Blaise Pascal was a French physicist, mathematician, and philosopher. Author of the famous phrase : “ The heart has its reasons, which reason does not know ”.

Blaise Pascal

Educated by his father

Son of Etienne Pascal, president of the Court of Aids of Clermont, Blaise Pascal was born in this city on June 19, 1623. He was not three years old when his mother died, exhausted by her maternity wards and the nights spent with him. to watch over him. He has, in fact, convulsions which keep the whole family on alert. In 1630, Etienne Pascal came to live in Paris with his children. He takes care of the education of his son, whose budding genius he seems to have guessed. He has unorthodox views, and he forbids his son to learn mathematics before he is 15 years old. But legend has it that Blaise, piqued by curiosity, was surprised by his father demonstrating alone, at the age of 12, that the sum of the angles of a triangle is 180°. As a result, he was allowed (and encouraged) to read Euclid’s Elements. From the age of 14, Blaise Pascal accompanies his father to meetings at the Academy of the Minimal Marin Mersenne, where various scientists debate all kinds of questions.

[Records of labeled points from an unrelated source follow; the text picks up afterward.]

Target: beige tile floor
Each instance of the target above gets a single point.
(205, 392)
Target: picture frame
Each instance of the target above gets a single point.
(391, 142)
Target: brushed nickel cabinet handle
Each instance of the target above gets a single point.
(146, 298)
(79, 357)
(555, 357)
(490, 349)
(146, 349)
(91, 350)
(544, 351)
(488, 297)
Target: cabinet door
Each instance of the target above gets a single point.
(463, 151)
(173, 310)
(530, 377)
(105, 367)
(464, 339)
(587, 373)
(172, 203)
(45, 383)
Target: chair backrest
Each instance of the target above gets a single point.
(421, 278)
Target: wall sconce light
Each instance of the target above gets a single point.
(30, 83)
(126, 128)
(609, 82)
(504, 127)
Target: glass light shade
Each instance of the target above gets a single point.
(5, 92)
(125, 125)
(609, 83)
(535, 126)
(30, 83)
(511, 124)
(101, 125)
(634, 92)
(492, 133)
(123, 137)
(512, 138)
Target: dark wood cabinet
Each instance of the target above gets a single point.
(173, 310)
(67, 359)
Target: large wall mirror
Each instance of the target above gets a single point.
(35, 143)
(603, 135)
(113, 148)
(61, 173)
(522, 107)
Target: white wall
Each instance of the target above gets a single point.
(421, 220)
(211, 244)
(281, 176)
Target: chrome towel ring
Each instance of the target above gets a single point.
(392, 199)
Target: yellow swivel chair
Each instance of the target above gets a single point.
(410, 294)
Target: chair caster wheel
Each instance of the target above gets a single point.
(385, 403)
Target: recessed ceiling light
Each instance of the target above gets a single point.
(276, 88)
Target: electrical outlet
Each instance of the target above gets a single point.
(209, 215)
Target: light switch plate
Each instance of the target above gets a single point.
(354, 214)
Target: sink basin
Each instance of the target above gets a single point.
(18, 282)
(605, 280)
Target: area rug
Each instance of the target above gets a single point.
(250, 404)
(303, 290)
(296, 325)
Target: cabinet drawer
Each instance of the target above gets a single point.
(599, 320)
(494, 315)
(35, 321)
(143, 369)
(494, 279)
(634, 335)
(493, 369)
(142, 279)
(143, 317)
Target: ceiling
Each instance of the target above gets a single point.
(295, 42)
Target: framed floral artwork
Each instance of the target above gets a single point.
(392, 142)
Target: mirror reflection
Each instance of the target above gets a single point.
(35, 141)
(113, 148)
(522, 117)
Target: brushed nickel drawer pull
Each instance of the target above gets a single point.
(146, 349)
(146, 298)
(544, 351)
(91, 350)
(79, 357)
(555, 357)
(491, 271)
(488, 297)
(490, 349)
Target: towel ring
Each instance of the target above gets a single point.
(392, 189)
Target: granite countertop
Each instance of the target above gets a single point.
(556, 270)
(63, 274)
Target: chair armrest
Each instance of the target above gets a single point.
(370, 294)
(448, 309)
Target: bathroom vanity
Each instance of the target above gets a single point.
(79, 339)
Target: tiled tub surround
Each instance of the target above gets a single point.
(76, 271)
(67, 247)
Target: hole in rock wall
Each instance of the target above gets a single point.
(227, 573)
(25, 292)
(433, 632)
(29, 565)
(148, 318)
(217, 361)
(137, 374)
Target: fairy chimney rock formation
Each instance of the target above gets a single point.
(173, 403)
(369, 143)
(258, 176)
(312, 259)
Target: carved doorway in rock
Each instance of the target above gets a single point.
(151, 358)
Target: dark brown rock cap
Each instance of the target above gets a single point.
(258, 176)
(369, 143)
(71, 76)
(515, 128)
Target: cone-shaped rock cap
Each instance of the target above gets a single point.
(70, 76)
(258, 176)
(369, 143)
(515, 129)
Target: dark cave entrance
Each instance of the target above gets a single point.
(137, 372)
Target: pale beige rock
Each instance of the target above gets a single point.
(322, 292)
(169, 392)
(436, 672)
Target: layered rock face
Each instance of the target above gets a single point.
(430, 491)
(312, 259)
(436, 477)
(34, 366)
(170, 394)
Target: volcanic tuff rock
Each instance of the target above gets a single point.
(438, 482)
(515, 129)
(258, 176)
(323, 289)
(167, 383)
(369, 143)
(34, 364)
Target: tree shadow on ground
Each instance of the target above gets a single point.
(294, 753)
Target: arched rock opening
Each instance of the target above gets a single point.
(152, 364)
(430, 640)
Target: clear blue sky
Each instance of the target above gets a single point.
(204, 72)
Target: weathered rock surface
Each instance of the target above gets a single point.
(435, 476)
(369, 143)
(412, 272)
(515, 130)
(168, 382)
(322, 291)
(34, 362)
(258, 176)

Blaise Pascal invented the first calculating machine

At 16, he made his first presentation there, where he demonstrated several theorems of projective geometry, including the famous property of the mystical hexagon inscribed in a conic. So much so that in 1640, at the age of 17, he published Essay for conics on elementary geometry. Work that will meet with great success, until attracting the attention of the great mathematician René Descartes. To help his father, promoted by Richelieu, tax collector in Rouen, he then designed the Pascaline, a device for performing additions and subtractions. It was, in a way, the first calculating machine in history, now kept at the Conservatoire des Arts et Métiers in Paris. Blaise Pascal meets the Jansenists there, a Catholic faction inspired by Saint-Augustin. These reject the concept of free will, and accept predestination. They teach that the key to salvation is divine grace rather than good deeds.

A mystical experience

In 1654, after almost dying in a car accident and having had a mystical experience, Pascal decided to devote himself to God and religion. He chose the Jansenist priest Singlin as spiritual guide and in 1665, he retired to the abbey of Port-Royal des Champs, center of Jansenism. According to Blaise Pascal, it is only in God that man can find spiritual anchorage. Pascal’s God is not that of the philosophers (Voltaire’s watchmaker, the creator God allowing us to understand intellectually that the world exists) but that of the Bible before whom the anxious fisherman trembles about his eternal salvation. The dogma of original sin makes it possible to understand the imperfections of man as well as his dignity. Man has lost his nature but retains traces of his original state. The famous argument of the bet is in no way a proof of the existence of God. It is mainly inspired by the calculation of probabilities (and in particular the notion of mathematical expectation) of which we know that Pascal was the founder. If I bet on the existence of God and that God exists, I gain eternal bliss while committing only a finite existence. If I bet on the existence of God and God does not exist, I have only lost a finite life. In total, therefore, I have the possibility of gaining infinite bliss and only risks losing a miserable reality. Conversely if I bet that God does not exist and that he does exist, I lose eternal bliss, ie my salvation. If finally I bet that God does not exist and that indeed he does not exist, I have won only a finite reality. In total, therefore, I risk losing a great deal while seeking to gain very little. It is therefore in my interest to bet that God exists. Failure to do so is suicidal, contrary to common sense.

The Provinciales” and the “Thoughts

Certainly no one can acquire faith at will (Pascal knows this well, in his eyes it comes from divine grace) but we must at least remove the obstacles between us and God to allow the action of grace. This supposes the moderation of the passions, to live with piety, which is the only remedy for the contradictions of existence. He wrote during this period the “Provinciales” and the “Thoughts“, the latter being published only after his death which occurred two months after his 39th birthday, when he had been ill for a long time (subject to violent migraines in particular). Blaise Pascal was buried in the church of Saint-Etienne-du-Mont near a pillar of the chapel of the Virgin. In July 2017, Pope Francis mentioned a possible procedure for the beatification of Blaise Pascal.